Как Вы смотрите на это? Место уединенное, там можно будет поужинать, потанцевать. К тому же милая хозяйка будет рада Вашему приезду. Если Вы не возражаете, я позвоню. Слова барона о милой хозяйке, в далекой от людских глаз гостинице, взбудоражили воображение Владимира Ивановича, его черные глаза лукаво улыбнулись в знак согласия. Вечером постоянная по составу компания поехала в горы. Места в Liechtenstein'е необыкновенно красивые, дорога вела в Альпы, и было досадно, что все дорожные красоты скрывали наступившие сумерки. Наша машина оказалась единственной у двухэтажного здания гостиницы - значит мы здесь действительно одни. Появившаяся у входа хозяйка улыбалась гостям. Эдуард Александрович представил незнакомых. Встреча была радостная, шумная. Хозяйка пригласила в дом. На первом этаже находился ресторан. Из холла широкая деревянная лестница вела на второй этаж, где находились одно - и двухкомнатные номера для приезжих. Гостеприимная хозяйка предусмотрительно предложила не беспокоиться о времени. В ресторане можно посидеть допоздна. Ночевать здесь, утром удобнее выехать. Миссия из Советского Союза была первым официальным представительством в Швейцарии после войны. Не желая "ударить лицом в грязь", официальные власти предоставили работникам миссии необычные условия: все они находились в Швейцарии на положении гостей. А это означало полное их содержание, на весь срок пребывания, за государственный счет. Все предприниматели гостиниц и ресторанов были заинтересованы заполучить советских гостей, встретить их по высшей категории гостеприимства и выставить счета для оплаты в соответствующие инстанции. Этот акт любезного гостеприимства позволил работникам миссии сэкономленные средства употребить на свои нужды и по своему усмотрению. Хочу добавить к этому, что наша бедность, наше неумение держаться на равных, с достоинством и тактом, вызывали у меня чувство ущербности и неполноценности.
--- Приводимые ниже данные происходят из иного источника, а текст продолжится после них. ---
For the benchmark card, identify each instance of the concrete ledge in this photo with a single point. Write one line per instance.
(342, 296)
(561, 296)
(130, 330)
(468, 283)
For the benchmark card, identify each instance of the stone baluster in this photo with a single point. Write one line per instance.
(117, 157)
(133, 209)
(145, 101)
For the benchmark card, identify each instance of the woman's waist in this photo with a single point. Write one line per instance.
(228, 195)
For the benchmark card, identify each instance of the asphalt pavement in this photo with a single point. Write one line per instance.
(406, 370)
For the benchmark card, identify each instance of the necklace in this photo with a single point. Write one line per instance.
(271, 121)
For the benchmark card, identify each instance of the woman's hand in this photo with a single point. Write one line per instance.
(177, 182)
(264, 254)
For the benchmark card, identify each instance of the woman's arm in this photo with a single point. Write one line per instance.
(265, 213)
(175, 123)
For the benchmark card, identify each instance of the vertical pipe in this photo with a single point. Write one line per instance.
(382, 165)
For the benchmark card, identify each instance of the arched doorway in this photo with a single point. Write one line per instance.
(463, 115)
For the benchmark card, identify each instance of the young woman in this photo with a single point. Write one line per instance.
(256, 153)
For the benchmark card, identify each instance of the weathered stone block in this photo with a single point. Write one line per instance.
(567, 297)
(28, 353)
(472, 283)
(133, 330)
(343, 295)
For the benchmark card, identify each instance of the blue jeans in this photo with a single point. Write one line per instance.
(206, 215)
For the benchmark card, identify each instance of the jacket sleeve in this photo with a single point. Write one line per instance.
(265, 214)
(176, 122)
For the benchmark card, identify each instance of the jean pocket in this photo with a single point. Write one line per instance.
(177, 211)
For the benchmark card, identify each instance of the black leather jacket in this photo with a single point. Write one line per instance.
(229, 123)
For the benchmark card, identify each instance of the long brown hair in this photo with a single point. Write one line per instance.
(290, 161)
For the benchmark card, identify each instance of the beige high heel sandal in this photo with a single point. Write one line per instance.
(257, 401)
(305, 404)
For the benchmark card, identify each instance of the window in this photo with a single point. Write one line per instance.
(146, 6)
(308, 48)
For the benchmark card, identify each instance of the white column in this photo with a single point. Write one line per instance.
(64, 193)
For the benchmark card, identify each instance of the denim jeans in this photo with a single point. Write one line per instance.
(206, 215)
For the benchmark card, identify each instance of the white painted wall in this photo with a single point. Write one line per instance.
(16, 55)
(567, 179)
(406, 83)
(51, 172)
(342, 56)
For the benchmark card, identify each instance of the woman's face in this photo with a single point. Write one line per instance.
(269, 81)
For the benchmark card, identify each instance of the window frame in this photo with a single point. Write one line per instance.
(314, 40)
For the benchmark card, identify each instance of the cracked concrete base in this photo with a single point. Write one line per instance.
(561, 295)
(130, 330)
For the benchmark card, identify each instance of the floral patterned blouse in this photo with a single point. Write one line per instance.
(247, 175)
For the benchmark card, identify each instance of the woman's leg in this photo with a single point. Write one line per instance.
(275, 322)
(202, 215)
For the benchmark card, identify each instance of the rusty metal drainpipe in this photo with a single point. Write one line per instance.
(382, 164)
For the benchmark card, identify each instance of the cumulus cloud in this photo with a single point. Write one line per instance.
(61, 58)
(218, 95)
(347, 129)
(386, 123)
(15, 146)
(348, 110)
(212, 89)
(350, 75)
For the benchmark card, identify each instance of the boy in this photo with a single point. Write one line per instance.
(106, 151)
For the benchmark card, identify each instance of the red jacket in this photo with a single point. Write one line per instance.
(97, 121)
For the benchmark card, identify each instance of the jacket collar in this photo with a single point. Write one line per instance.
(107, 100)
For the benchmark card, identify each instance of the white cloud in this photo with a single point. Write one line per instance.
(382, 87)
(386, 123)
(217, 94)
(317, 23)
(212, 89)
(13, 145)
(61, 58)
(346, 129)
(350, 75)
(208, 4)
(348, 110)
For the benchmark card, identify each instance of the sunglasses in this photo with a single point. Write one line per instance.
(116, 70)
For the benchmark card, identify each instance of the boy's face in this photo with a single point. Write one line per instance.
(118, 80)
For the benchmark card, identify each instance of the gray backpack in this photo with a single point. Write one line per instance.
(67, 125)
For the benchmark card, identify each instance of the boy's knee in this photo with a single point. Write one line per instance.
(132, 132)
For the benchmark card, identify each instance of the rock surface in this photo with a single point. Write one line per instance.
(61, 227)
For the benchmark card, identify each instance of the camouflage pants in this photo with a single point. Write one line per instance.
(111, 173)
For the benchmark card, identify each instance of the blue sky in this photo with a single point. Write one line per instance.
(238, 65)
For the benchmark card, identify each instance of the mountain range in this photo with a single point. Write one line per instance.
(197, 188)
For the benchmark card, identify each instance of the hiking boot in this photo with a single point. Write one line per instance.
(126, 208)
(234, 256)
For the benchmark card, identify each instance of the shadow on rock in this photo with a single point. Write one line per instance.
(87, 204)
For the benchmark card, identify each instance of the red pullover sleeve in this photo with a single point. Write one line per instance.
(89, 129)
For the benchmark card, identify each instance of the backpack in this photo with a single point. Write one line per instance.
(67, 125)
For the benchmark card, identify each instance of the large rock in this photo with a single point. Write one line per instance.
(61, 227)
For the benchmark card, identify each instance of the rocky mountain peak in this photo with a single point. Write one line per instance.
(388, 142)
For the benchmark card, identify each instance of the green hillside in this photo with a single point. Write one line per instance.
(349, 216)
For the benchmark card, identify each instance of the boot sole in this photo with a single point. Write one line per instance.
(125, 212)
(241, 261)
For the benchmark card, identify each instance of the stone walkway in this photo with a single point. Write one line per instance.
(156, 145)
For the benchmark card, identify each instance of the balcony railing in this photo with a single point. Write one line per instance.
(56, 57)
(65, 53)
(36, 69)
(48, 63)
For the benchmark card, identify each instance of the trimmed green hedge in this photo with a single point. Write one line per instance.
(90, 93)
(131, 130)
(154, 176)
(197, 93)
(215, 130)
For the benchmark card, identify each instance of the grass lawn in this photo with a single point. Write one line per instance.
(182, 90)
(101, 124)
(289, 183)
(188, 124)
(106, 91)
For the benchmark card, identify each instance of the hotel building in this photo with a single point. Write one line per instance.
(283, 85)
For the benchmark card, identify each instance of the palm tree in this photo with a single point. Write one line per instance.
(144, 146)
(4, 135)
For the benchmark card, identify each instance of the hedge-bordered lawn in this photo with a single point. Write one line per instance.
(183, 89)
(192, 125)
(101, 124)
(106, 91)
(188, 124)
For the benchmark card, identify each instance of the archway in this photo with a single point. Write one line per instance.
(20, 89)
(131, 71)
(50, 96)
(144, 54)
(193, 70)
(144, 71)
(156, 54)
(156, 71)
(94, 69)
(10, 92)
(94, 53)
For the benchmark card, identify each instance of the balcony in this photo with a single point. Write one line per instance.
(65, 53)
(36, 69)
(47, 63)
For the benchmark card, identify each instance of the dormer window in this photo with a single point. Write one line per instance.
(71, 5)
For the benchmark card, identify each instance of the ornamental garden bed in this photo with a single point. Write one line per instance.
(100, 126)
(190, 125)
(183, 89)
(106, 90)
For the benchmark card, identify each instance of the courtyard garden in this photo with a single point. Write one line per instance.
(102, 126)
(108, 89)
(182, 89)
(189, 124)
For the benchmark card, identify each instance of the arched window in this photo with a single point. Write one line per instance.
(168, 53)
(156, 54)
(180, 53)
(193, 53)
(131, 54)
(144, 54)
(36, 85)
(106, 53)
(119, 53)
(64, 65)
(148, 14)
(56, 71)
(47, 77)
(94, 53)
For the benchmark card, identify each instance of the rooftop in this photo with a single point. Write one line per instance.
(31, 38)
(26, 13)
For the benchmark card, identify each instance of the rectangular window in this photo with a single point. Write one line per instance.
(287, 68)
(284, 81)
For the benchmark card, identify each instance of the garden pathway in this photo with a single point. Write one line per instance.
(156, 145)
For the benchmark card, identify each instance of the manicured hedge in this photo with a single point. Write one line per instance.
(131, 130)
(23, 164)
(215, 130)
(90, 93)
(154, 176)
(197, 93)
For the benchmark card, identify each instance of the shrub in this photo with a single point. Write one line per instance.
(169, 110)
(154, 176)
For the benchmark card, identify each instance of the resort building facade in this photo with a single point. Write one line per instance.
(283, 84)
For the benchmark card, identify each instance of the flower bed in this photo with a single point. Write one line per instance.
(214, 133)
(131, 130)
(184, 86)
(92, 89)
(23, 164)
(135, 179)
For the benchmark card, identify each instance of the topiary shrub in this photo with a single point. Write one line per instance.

Психология советского руководителя "хоть день да мой", позволяла генералу и начальнику миссии под видом дипломатического багажа "хапать" все, что было возможно, и везти это добро из Швейцарии в Париж, а затем, перепоручив военным летчикам, доставить в Москву. Как ни пытался скрыть эти поступки тот же генерал Вихорев , но "утаить шила в мешке" не удалось - у людей для этого существуют глаза и уши. Позднее прошел слух (насколько он верен, я не берусь судить), что после возвращения в Москву генерал был арестован по доносу завистников. Случаен ли этот разговор? Нет, и скажу почему. Если оценивать людей по меркам гражданской порядочности, ответственности и долга, то их на работу за рубеж должны подбирать именно по таким качествам. Ведь они представляют страну, народ. Чувство гордости, испытываемое за Родину, должно сопровождать любого уехавшего за кордон человека. Но, к большому огорчению, подход к подбору специалистов для работы за рубежом остался таковым только в пожеланиях. Да, у нас было всегда трудно, нам всегда чего-то не хватало. Поездку за границу рассматривали как счастье, как возможность поправить свои экономические дела. Любая поездка, а туристическая особенно, превращалась, по сути своей, в спекулятивные операции "отвезти - привезти - продать". Грустно становится от сознания, что вместо высоких человеческих проявлений часто проступают низкие. Общаясь с работниками миссии, я не раз вспоминал знаменитый афоризм:

"Бытие определяет сознание".

Но теперь вернусь к альпийской гостинице, где в этот вечер произошел случай, оставивший неприятный осадок и размышления. Хозяйка постаралась встретить гостей по всем правилам. Тут и вкусная еда холодного и горячего приготовления, и марочные вина, и дорогой выдержанный коньяк, и музыка, и приятное общение с молодой женщиной, а Владимир Иванович легко двигался, он приглашал хозяйку танцевать. При этом он не мог скрыть улыбку и был похож на довольного, хорошо поужинавшего кота, Постепенно ему это всё стало не по силам из-за обильных возлияний. Время торопило заканчивать застолье, и хозяйка, понимая состояние главного гостя, сделала мне намек, чтобы я проводил Владимира Ивановича в номер. Вдвоем, придерживая под руки, осторожно и не торопясь, поднялись мы на второй этаж и подошли к его номеру. Когда хозяйка стала прощаться, Владимир Иванович, хоть и был пьян, но все еще понимал, что рядом женщина, с которой он был целый вечер и отпустить которую сейчас он совершенно не хотел. Хозяйка же, хорошо понимая ситуацию, решила выйти из положения сама и сказала мне, что она войдет в номер вместе с ним.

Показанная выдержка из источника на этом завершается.